In many cases, couples turn to Assisted Reproduction treatment because of a problem or pathology of one of the members of the couple that results in sterility or infertility, which is why it is a psychologically demanding process and difficult to assimilate.
With this mentality, patients tend to associate a problem of sterility with a complicated or risky pregnancy, but in most cases, these factors are unrelated.
Thus, it is important to remember the difference between sterility and infertility. The first concept refers to the inability to achieve conception, i.e. the difficulty of getting pregnant. In infertility, on the other hand, the woman achieves pregnancy, but she cannot carry the baby to term and it ends in a miscarriage.
Sterility can be treated with assisted reproduction techniques and if pregnancy is finally achieved, it will generally be normal and without problems.

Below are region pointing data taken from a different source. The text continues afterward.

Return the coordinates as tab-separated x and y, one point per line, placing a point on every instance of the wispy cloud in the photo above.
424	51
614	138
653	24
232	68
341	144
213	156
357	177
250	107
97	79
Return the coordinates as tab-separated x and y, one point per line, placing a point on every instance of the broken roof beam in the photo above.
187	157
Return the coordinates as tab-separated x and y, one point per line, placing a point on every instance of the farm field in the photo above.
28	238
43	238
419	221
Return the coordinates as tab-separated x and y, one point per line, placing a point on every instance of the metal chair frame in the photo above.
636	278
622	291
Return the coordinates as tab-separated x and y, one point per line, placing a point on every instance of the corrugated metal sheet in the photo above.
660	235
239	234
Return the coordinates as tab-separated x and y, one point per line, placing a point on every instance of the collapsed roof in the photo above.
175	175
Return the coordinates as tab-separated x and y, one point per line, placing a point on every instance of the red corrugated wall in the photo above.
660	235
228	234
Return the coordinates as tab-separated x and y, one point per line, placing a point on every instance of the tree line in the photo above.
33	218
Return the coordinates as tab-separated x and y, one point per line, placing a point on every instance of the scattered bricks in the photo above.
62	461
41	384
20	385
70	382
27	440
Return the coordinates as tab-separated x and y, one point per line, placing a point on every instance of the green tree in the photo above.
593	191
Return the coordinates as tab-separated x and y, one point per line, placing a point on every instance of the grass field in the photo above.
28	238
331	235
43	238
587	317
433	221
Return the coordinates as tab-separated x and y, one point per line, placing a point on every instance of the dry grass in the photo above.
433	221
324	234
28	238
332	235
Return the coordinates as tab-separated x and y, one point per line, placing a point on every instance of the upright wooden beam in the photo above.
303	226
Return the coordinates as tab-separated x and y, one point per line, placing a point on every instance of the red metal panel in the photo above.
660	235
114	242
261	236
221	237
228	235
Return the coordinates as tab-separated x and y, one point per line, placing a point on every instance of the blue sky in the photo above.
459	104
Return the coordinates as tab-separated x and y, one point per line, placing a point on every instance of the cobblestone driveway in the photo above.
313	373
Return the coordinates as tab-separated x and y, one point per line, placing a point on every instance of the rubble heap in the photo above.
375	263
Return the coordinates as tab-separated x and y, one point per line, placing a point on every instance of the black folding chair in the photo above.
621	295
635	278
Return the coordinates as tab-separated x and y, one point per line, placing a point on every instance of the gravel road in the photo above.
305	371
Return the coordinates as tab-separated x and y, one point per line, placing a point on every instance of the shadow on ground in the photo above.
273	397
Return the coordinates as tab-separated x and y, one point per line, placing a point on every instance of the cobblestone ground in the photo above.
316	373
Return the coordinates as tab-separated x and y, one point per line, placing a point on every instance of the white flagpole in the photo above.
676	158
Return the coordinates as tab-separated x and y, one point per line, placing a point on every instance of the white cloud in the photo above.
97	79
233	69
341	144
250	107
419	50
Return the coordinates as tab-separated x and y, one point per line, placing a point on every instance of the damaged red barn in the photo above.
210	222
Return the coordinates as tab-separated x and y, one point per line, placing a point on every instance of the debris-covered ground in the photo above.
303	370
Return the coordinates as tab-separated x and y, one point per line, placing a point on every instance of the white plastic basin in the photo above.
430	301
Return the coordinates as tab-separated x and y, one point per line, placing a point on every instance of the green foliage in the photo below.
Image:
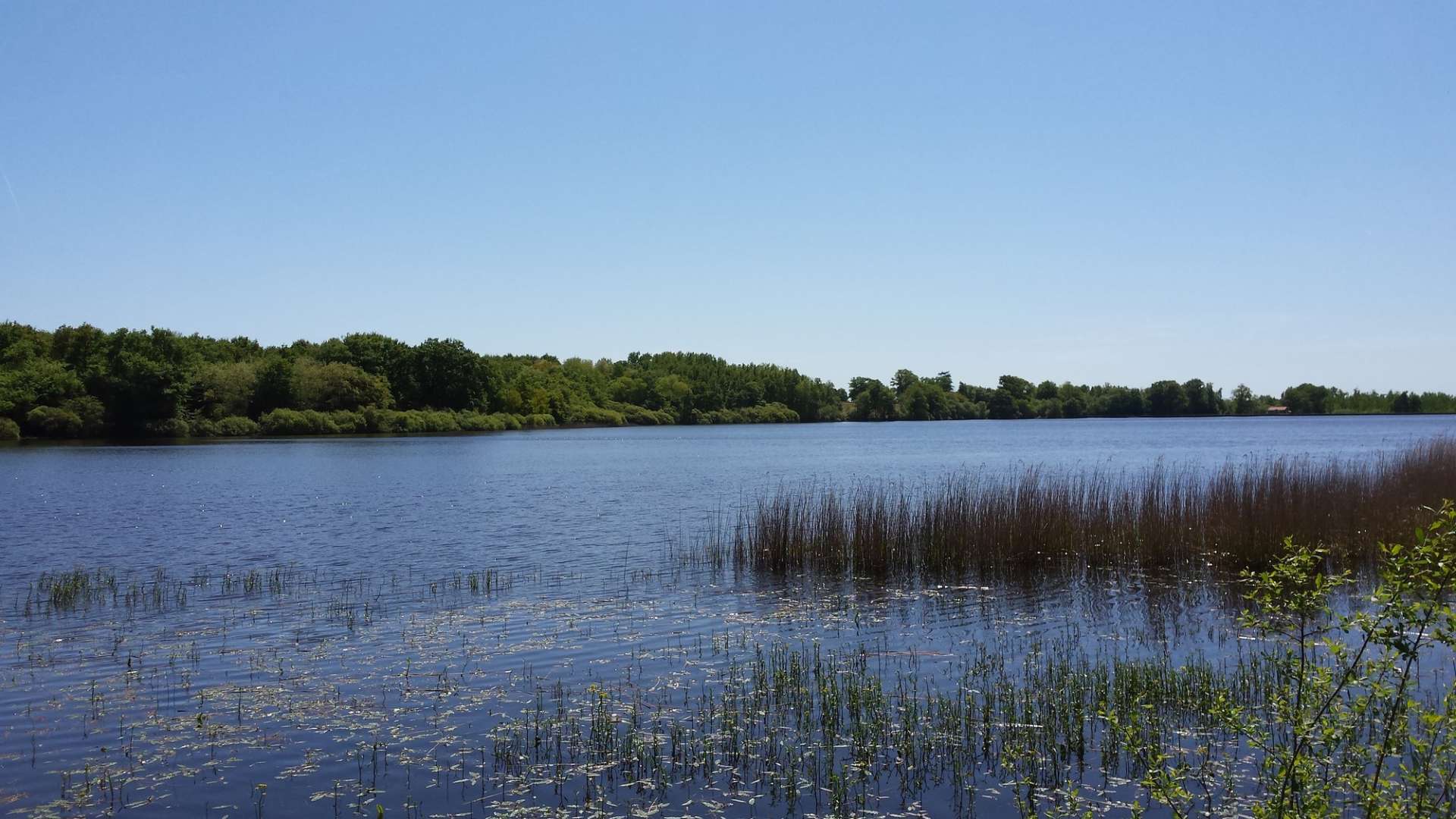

Only in cases of infertility will the pregnancy be high risk and it will have to be controlled in order to carry it to term successfully.
The start date of the pregnancy is calculated by subtracting 14 days from the date of insemination, follicular punction or the date of the punction of the donor in the case of oocyte (egg) recipients.
The weeks of development of the embryo correspond to those of a natural pregnancy.
However, some symptoms can indicate a more important problem and, in this case it is best to go to your doctor or hospital immediately. For example: severe pain at the beginning of a pregnancy.
The risk of miscarriage is the same (15-20%) as with a natural pregnancy and increases according to the age of the patients undergoing IVF or insemination. For patients receiving an oocyte donation, the risks do not increase as the donation comes from a donor aged between 18 and 35.
Over 40, a pregnant woman, whether by natural means or by Assisted Reproduction Techniques, has a higher risk of developing pregnancy hypertension, gestational diabetes, among others. Therefore, these pregnancies must be carefully monitored.
It has been scientifically demonstrated that children born from Assisted Reproduction Techniques do not have a higher risk of genetic alterations or deformities than those children born from a natural pregnancy.
A pregnancy resulting from Assisted Reproduction Techniques does not exclude the need for all the usual tests for diagnosing anomalies in the foetus. Initially, amniocentesis will only be carried out when the result of the triple test (triple screening) produces altered values. The triple-test consists of a blood test (biochemical screening) and an ultrasound which includes measuring the nuchal translucency of the foetus.
Care must be taken with women pregnant with twins because the blood analysis is not reliable and, in this case, only the ultrasound will help the gynaecologist to establish the risk.
In the case of recipients, the triple test should be carried out using the age of the donor (and not that of the recipient) and therefore, the need for an amniocentesis test will be low.
You must always follow your gynaecologist’s advice of and refer to the law in your country. The triple test and the amniocentesis test are not usually compulsory.
“Will my pregnancy be like other women’s?” This is a typical and natural question for a woman who has undergone assisted reproduction treatment. And the answer is clear: a natural pregnancy or one achieved through fertility treatment is equal in terms of the developing embryo, the mother’s symptoms and the developing baby.“
However, in older women, regardless of whether they use these treatments or not, they will need to have a more regular check-up on their pregnancy to make sure everything is going well and that they can carry the baby to term without complications.
In short, a pregnancy achieved through assisted reproduction treatment does not differ from a natural pregnancy in terms of outcome, but it is indeed different at the outset.